# Maternity Session from last week..



## JSB (Sep 11, 2009)

C&C most certainly welcome


----------



## JSB (Sep 12, 2009)

Thanks


----------



## bigtwinky (Sep 12, 2009)

did you do alot of skin smoothing or pp work on her in the second image?


----------



## JSB (Sep 12, 2009)

Yes, a little


----------



## Moonb007 (Sep 14, 2009)

I like the first one the best, but that is only because I personally am not a fan of the soft look.  You did great shots though.


----------



## JSB (Sep 14, 2009)

Thanks for taking the time to comment


----------



## v-dubber (Oct 24, 2009)

first ones the best


----------



## PHILLIP MAC (Nov 5, 2009)

The first one is great just the trousers grab the attention I'm sure you could have lit it so she would not have needed to keep them on.


----------



## Rifleman1776 (Nov 5, 2009)

Too often preg shots show the mother with a somber expression.
You allowed the subject to show joy, as it should be.
First one, lighting could have been a tad less harsh, you lost some of the skin tones.
Second one, skin tones are lovely.
Subject(s) probably didn't want to go nude, but the pants in both shots really detract and look tacky. Nude would have been the way to go with the 'privates' shaded or darkend to maintain modesty.
Fact is, unless all parties involved are VERY open minded, this is a tough assignment, especialy for a first time.
Bottom line, IMHO, you did very well.


----------



## JSB (Nov 5, 2009)

Thanks for you comments


----------



## Fuller Photography (Nov 9, 2009)

Aside from the trouser comment on the first picture (easily rectified by darkening down), the only other comment I have is that their eyes look a little sunken. If it were me I would lighten the shadows a little bit. Some lovely poses and expressions though and her skin looks great! You've retouched just far enough. I'm sure your clients are thrilled.


----------



## Lyncca (Nov 9, 2009)

I think they are really nice  I love her smile in the first and love the skin tones in the second.

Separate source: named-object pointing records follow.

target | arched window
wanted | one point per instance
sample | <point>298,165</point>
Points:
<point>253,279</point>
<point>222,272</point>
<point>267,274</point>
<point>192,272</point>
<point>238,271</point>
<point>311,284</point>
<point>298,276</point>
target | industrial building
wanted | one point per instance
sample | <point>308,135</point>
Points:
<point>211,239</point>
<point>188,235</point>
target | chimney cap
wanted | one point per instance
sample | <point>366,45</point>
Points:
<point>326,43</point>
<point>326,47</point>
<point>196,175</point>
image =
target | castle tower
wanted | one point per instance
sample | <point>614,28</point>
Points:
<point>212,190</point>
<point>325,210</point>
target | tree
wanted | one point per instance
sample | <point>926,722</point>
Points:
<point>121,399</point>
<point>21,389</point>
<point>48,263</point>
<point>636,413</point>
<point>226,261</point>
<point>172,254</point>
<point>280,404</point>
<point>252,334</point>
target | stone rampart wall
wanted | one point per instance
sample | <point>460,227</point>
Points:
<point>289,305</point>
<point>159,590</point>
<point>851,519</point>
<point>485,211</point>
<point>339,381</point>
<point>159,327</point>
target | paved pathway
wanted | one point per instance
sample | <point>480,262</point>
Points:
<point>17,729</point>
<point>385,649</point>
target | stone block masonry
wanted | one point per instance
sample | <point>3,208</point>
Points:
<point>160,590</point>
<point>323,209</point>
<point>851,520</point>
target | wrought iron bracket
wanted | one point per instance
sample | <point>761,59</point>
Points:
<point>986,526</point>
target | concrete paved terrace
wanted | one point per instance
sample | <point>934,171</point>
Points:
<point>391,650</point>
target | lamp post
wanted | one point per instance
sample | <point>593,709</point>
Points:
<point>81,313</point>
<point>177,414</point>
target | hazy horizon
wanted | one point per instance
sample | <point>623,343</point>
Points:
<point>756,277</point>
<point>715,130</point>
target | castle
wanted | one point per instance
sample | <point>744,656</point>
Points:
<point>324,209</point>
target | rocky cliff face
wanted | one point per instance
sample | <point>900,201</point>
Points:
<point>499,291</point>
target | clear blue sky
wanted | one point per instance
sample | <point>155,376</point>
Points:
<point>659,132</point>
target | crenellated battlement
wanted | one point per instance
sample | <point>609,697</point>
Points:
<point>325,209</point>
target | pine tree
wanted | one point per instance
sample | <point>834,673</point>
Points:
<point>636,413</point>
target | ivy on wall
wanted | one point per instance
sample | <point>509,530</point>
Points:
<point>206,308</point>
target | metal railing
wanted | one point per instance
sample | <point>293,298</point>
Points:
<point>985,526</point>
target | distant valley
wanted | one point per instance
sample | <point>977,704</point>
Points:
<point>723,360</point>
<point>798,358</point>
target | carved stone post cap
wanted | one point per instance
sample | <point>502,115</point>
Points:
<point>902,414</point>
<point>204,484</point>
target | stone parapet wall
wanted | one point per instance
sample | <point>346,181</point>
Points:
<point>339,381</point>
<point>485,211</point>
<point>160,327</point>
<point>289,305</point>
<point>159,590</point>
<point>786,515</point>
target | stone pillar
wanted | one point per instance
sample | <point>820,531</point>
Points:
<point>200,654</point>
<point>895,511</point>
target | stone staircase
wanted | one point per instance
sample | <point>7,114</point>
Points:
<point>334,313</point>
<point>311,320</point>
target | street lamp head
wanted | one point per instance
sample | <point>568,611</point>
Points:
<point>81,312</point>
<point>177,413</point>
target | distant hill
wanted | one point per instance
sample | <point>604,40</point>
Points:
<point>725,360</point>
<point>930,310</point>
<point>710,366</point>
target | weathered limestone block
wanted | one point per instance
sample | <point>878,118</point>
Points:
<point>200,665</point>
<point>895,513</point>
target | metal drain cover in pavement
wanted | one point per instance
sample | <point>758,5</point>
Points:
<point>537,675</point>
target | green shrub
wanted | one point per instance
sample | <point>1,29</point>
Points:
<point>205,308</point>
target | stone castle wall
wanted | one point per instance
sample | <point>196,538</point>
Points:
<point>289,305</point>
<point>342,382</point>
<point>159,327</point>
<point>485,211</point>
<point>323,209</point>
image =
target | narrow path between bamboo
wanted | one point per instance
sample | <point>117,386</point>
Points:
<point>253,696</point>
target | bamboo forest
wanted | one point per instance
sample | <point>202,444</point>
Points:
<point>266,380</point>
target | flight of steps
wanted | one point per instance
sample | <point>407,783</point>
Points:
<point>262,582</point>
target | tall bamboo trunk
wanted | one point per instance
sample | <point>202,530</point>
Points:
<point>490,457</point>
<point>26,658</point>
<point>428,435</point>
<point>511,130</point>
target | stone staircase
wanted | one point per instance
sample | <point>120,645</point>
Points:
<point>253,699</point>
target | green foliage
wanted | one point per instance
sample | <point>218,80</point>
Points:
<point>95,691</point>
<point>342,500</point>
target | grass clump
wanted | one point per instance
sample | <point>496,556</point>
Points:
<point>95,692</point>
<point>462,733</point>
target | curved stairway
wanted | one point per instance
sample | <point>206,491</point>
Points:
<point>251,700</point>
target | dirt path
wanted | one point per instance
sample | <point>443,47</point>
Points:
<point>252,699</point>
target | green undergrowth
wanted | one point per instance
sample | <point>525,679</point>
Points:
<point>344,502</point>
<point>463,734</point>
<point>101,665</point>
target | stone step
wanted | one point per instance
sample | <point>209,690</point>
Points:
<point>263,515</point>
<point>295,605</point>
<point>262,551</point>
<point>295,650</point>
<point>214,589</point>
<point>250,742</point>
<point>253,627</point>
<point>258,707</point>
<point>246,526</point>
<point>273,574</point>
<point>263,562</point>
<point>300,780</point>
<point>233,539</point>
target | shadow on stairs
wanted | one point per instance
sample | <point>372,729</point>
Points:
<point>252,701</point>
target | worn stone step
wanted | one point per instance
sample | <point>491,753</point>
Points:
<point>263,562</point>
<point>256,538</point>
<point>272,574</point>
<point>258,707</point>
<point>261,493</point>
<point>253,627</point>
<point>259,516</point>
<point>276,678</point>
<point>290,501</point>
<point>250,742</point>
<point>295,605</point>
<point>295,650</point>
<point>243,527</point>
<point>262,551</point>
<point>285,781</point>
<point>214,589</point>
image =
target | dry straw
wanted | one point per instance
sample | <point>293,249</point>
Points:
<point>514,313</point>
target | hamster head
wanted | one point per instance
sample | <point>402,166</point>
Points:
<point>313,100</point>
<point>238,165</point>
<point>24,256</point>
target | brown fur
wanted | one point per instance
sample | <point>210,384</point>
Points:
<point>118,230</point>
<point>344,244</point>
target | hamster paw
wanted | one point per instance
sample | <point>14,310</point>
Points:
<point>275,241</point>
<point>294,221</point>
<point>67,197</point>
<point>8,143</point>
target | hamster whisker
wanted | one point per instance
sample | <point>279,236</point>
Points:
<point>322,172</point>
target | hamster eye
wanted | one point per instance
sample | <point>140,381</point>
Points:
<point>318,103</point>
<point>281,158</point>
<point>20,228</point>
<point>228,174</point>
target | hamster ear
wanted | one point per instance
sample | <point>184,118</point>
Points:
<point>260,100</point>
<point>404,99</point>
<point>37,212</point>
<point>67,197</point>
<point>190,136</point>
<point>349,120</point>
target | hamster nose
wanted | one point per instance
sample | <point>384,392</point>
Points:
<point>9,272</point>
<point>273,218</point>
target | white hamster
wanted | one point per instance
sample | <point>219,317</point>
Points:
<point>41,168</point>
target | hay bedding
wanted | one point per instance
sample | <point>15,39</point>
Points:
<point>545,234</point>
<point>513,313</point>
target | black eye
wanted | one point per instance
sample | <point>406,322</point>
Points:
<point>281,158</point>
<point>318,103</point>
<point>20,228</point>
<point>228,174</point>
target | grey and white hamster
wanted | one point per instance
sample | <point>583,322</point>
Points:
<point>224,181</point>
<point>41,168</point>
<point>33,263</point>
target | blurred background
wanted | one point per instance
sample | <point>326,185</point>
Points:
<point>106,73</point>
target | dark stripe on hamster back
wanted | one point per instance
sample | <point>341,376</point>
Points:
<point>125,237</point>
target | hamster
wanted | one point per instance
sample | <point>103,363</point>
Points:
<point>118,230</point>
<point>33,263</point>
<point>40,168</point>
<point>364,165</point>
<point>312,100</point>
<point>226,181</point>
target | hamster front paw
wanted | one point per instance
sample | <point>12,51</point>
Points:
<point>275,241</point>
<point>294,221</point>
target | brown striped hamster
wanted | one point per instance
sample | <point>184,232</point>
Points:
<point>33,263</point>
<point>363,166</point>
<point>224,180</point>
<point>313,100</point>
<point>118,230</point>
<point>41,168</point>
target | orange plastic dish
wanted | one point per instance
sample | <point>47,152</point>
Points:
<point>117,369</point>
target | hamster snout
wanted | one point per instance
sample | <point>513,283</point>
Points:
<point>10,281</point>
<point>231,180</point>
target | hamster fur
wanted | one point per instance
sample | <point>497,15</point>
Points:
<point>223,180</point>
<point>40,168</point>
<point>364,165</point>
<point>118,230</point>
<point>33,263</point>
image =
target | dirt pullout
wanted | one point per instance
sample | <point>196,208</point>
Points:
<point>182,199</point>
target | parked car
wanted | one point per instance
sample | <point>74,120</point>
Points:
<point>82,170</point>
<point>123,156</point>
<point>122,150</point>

I think you could probably lighten up under their eyes just a bit to not make them look tired (which they probably are!)

I just did my 4th maternity session a while back and she was the first to agree to do an almost nude (she is tiny, gorgeous, and not shy). She had a beige scarf around her breasts and nude otherwise. We just posed her to cover her discretely and I darkened areas a bit to really make sure she didn't show anything inappropriate. 

They LOVED their pictures.


----------



## JSB (Nov 9, 2009)

Thanks for your comments


----------